With its latest release that brings their Flutter for Web into Beta status it means that developers are nearing a world where they can write one code base and truly target multiple devices - mobile, web and even native desktop. A term google call Ambient Computing.
In 2020, I think we'll start to see the ramp of adoption and that initial approach will be from organisations looking at replacements for cross platform mobile frameworks such as the popular JS based react-native framework.

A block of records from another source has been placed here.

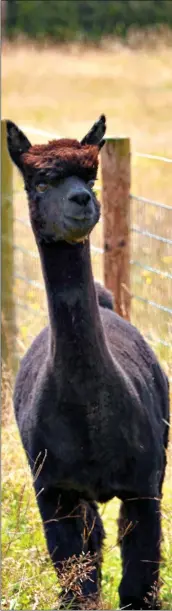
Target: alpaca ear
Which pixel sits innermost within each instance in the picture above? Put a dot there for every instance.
(96, 133)
(17, 143)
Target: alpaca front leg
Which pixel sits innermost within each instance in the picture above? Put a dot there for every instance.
(140, 536)
(63, 516)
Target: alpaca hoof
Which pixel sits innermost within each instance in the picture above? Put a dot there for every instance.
(132, 604)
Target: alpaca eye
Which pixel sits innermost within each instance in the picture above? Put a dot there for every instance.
(91, 183)
(41, 187)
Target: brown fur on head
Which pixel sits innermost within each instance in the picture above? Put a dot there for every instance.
(63, 158)
(58, 179)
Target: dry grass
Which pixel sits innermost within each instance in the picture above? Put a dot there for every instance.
(63, 91)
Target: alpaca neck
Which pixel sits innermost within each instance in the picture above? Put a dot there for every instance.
(75, 326)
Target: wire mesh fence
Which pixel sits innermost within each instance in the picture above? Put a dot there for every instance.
(150, 265)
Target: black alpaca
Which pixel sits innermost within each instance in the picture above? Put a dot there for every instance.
(91, 400)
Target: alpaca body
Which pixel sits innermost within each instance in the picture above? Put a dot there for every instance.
(79, 414)
(91, 400)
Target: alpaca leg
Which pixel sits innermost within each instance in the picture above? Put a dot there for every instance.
(94, 536)
(64, 525)
(140, 535)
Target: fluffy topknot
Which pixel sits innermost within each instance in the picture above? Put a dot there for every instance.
(63, 158)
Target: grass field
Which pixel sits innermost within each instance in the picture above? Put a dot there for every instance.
(64, 91)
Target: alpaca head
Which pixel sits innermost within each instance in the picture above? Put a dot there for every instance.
(58, 178)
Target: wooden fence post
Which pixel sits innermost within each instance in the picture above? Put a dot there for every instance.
(7, 303)
(115, 166)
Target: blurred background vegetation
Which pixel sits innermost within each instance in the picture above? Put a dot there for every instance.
(69, 20)
(63, 89)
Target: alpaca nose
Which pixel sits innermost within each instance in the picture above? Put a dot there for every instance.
(81, 197)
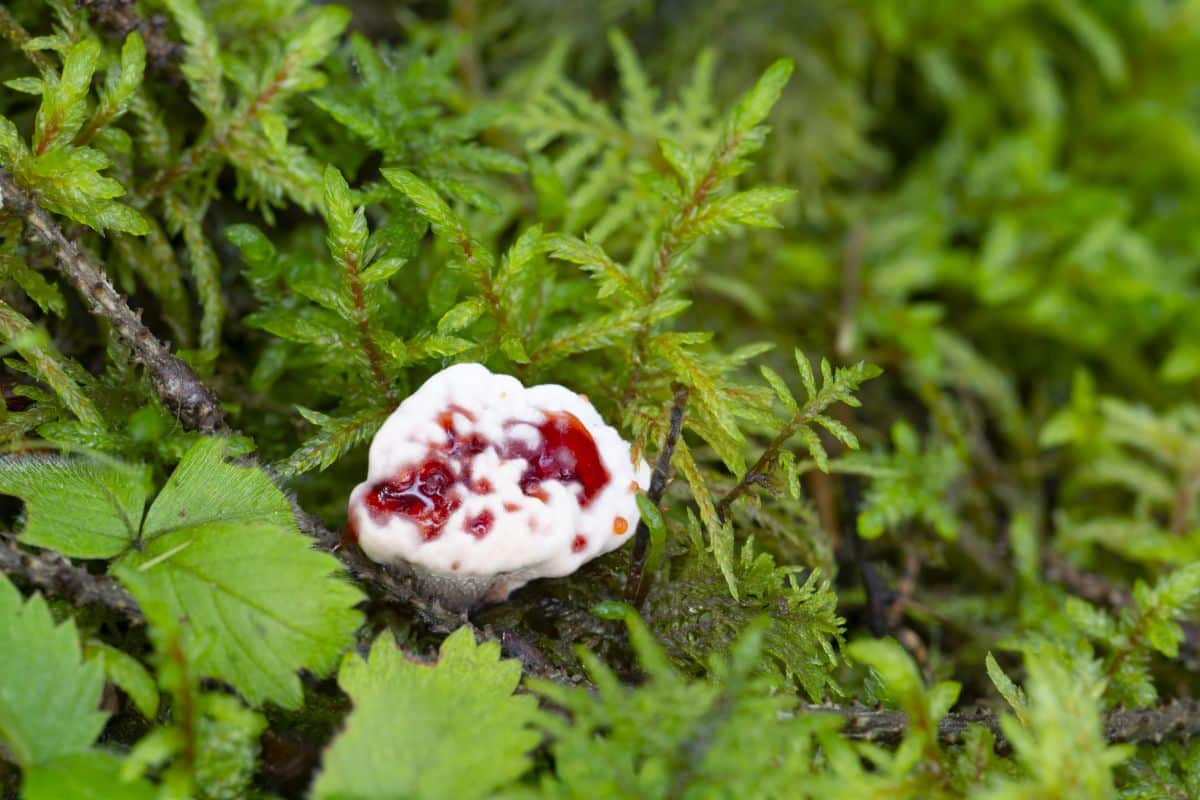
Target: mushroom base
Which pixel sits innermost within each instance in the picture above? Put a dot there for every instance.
(461, 593)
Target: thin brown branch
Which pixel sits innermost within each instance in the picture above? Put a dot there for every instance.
(1097, 589)
(637, 584)
(16, 32)
(177, 384)
(198, 154)
(54, 576)
(1179, 720)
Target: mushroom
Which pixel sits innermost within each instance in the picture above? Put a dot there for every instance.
(478, 486)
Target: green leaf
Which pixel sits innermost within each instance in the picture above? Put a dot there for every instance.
(82, 507)
(202, 58)
(129, 675)
(754, 107)
(49, 697)
(207, 488)
(225, 561)
(94, 775)
(453, 729)
(64, 104)
(1007, 689)
(429, 203)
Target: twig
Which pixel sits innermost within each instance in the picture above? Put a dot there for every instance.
(637, 584)
(177, 384)
(58, 577)
(15, 32)
(1177, 720)
(121, 17)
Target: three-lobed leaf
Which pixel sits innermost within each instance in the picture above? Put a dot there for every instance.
(451, 729)
(49, 697)
(82, 507)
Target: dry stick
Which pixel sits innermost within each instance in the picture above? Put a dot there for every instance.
(1177, 720)
(637, 584)
(58, 577)
(178, 386)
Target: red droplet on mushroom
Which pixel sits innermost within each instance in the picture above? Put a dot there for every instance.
(426, 497)
(480, 524)
(567, 453)
(468, 433)
(430, 492)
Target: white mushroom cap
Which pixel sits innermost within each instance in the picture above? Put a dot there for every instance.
(478, 486)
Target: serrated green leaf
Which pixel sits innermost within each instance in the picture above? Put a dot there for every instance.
(408, 732)
(64, 104)
(781, 391)
(82, 507)
(223, 561)
(49, 697)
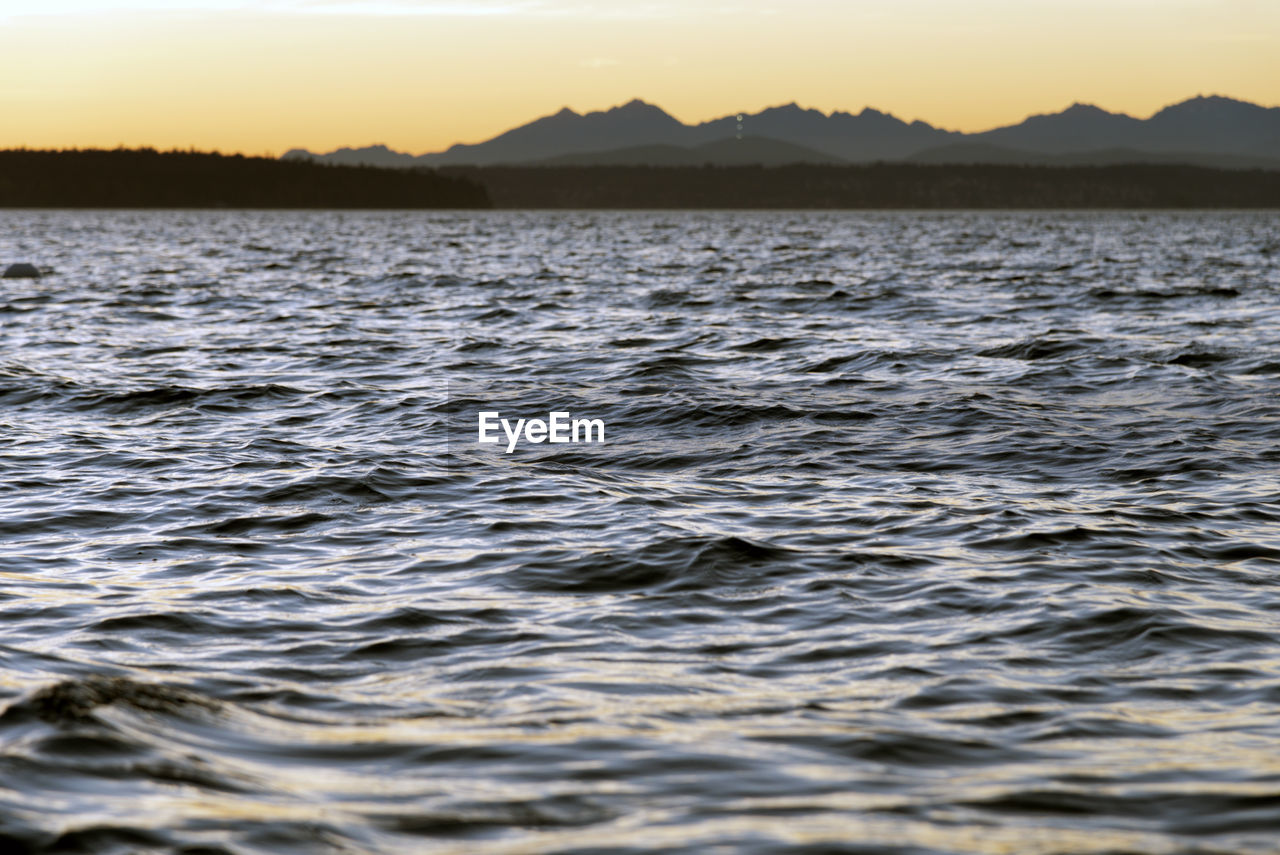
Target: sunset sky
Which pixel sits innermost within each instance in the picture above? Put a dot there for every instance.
(420, 74)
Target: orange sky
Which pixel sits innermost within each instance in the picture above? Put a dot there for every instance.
(421, 74)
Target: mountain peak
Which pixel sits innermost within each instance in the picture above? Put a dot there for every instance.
(1080, 108)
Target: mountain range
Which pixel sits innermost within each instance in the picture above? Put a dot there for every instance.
(1210, 131)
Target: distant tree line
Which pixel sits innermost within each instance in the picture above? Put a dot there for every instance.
(150, 178)
(876, 186)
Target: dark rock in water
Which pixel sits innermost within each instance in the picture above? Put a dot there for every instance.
(22, 270)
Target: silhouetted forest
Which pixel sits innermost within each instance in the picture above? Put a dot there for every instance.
(149, 178)
(878, 186)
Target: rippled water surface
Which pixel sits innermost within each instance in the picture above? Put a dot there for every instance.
(910, 533)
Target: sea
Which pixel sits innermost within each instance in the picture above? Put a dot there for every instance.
(885, 533)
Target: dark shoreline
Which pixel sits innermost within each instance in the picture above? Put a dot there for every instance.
(150, 179)
(876, 187)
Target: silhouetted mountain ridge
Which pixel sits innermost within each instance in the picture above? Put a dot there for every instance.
(1205, 129)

Serverless is not anything new. Lots of organisations have started to adopt serverless technologies whether its AWS Lambda, GCP Cloud Functions, Azure functions or any other type of serverless offering are being deployed into production.
This is because the operability capabilities of serverless are starting to grow - as organisations utilise serverless in production they are experiencing the battles and sharing the war stories of making those functions production ready - monitoring, automation, logging, security etc. There are also a number of observability tools such as Honeycomb, OpenTracing, Epsagon and Dashbird specifically targeting serverless environments.
As the trend of increasing operational readiness in serverless continues I think we'll see further adoption.
Machine learning and this whole AI bubble isn't going away but I think how we access it and begin to utilise it is changing. AI was originally for those data scientists of the world, those people that understood various models and could apply those models to datasets using the language of choice. Have you ever wrote a Jupyter Notebook? Yeah me neither.
The power of machine learning (whilst not without its problems - a quick google on AI bias shows this ) is certainly not going away but there is an intermittent step.
A step where humans can build relatively straightforward models without having to know too much of the underlying structure. AutoML and AutoML (Tables) are examples of machine learning made accessible - a trend I think both enterprise and start-ups will look at adopting over 2020 as they step towards full AI and machine learning.